As BA's Strategic Operations Lead Claire Gallagher put it, the airline was operating somewhat blind — without a comprehensive understanding of what customers actually needed, making effective resource allocation difficult.
What the Data Revealed
To address this, British Airways partnered with Sabio Group to implement an Intent Capture and Analysis initiative. The project began with a deep analysis of approximately 35,000 calls — representing 10% of BA's total call volume to General Enquiries — yielding unprecedented insights into customer behaviour.
What they found upended assumptions. Seven out of the top ten contact reasons were completely different from what the team had anticipated — a discovery that fundamentally changed their understanding of customer needs and highlighted areas for immediate improvement.
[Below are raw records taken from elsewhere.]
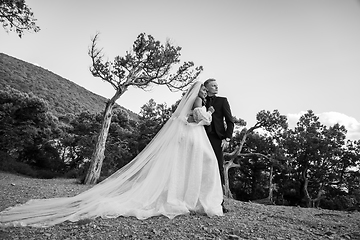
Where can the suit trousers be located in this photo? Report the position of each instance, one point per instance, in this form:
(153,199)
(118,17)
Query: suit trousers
(216,145)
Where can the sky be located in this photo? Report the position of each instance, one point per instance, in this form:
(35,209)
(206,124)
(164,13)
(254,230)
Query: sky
(285,55)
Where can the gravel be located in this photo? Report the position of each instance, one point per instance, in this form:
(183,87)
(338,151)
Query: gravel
(245,220)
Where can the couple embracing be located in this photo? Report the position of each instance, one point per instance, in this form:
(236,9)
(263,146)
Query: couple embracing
(179,171)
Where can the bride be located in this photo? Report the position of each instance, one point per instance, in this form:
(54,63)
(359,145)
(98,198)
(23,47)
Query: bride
(176,173)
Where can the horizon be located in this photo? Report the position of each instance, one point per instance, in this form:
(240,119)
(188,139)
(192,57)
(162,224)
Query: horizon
(278,55)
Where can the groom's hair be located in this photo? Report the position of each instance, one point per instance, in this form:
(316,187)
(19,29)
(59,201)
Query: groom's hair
(208,81)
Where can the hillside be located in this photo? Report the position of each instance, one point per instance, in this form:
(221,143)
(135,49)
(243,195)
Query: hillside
(245,220)
(62,95)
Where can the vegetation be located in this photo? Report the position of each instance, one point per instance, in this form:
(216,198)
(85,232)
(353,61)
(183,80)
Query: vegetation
(16,15)
(311,165)
(148,64)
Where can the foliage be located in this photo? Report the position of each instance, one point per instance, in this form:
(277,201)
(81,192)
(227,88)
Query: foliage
(16,15)
(149,63)
(27,129)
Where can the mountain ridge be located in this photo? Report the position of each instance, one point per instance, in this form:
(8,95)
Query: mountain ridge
(62,95)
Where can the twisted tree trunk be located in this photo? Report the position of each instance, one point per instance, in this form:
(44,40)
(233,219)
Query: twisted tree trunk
(98,155)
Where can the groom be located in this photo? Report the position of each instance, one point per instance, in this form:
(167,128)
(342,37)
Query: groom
(218,133)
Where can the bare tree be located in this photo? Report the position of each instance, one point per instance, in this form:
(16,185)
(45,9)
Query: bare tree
(148,64)
(16,15)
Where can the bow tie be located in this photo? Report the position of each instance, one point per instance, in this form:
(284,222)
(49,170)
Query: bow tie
(210,98)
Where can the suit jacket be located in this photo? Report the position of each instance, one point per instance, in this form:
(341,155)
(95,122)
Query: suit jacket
(222,112)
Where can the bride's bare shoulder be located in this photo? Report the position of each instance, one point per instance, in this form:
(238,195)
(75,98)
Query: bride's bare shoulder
(197,103)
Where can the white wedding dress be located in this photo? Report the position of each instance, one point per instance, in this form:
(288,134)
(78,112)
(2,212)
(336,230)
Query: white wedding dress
(176,173)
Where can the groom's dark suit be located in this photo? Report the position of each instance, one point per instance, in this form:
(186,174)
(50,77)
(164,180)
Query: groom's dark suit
(217,131)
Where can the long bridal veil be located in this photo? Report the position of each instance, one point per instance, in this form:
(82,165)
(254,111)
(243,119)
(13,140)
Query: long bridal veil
(175,173)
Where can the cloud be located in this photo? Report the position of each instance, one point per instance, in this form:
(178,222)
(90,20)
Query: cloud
(329,119)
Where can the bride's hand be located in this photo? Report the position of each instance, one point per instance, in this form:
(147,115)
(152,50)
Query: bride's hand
(211,109)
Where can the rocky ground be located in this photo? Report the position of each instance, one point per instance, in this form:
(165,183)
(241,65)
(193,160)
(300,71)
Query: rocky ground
(243,221)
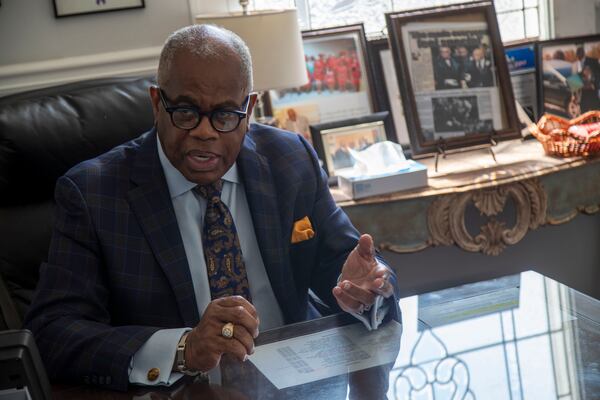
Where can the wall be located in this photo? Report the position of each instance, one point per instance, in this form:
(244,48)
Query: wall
(37,49)
(575,17)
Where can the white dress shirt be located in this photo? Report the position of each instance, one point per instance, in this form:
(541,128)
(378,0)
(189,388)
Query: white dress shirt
(159,350)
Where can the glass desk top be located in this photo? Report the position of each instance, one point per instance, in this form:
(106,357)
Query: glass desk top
(522,336)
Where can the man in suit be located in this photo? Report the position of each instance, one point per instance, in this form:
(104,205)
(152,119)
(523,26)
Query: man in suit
(175,249)
(479,70)
(446,71)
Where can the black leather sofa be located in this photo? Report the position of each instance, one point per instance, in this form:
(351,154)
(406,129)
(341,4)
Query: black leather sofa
(43,133)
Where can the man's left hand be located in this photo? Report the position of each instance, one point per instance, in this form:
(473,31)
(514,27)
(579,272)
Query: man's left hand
(363,278)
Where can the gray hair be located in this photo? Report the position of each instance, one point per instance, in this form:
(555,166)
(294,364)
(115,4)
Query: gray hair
(204,41)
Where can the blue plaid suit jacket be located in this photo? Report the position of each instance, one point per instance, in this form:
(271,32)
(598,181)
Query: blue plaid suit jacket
(117,270)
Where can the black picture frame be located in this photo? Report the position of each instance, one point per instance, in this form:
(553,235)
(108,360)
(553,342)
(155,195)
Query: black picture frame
(331,136)
(524,75)
(320,102)
(384,79)
(569,95)
(463,115)
(61,7)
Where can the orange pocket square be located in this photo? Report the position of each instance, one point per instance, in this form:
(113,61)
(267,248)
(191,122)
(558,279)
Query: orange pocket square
(302,230)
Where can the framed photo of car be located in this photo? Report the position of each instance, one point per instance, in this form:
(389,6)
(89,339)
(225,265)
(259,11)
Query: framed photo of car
(334,141)
(569,76)
(521,59)
(340,82)
(386,88)
(453,77)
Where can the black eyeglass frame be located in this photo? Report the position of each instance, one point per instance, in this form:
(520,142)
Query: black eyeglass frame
(171,109)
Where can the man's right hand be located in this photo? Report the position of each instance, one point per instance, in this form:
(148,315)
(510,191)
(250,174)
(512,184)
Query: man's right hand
(205,345)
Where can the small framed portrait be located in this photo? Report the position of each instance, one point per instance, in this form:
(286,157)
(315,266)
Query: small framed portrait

This is a pattern that repeats across industries: organisations believe they know what their customers want, until the data tells a different story.
By leveraging Twilio and Google Cloud Dialogflow technology, the team identified 120 distinct call intents and developed over 60 faster routes to resolution — implementing intelligent routing systems that could direct customers to the most appropriate service channel.
The Results That Matter
The outcomes were measurable and significant across three dimensions. Contact centre workload reduced by 22%, while First Contact Resolution rates improved and wait times fell.
Customers reached the right agent or self-service option faster. And staff — often the forgotten beneficiaries of good AI implementation — experienced reduced pressure during high-volume periods, with more engaging work as routine queries were increasingly handled automatically.
The project earned recognition at the European Contact Centre and Customer Service Awards in the 'Best Use of Data and Insights' category — an acknowledgement that the work represented genuine innovation, not just incremental tinkering.
Why This Matters Beyond Airlines
The British Airways story is not really about aviation. It's about what happens when an organisation stops guessing and starts listening — at scale, with rigour, and with the right technology infrastructure to act on what it hears.
Every industry has its version of those 18 million interactions: touchpoints where the gap between what customers need and what businesses provide quietly erodes loyalty, wastes resources, and drives up cost. AI-powered analytics closes that gap. It surfaces the patterns invisible to human observation, routes the right people to the right help faster, and frees skilled staff to do the work that genuinely requires human judgement.
The question for most organisations isn't whether this kind of transformation is possible. British Airways has answered that. The question is whether you have the data strategy, the right partners, and the will to let the evidence lead.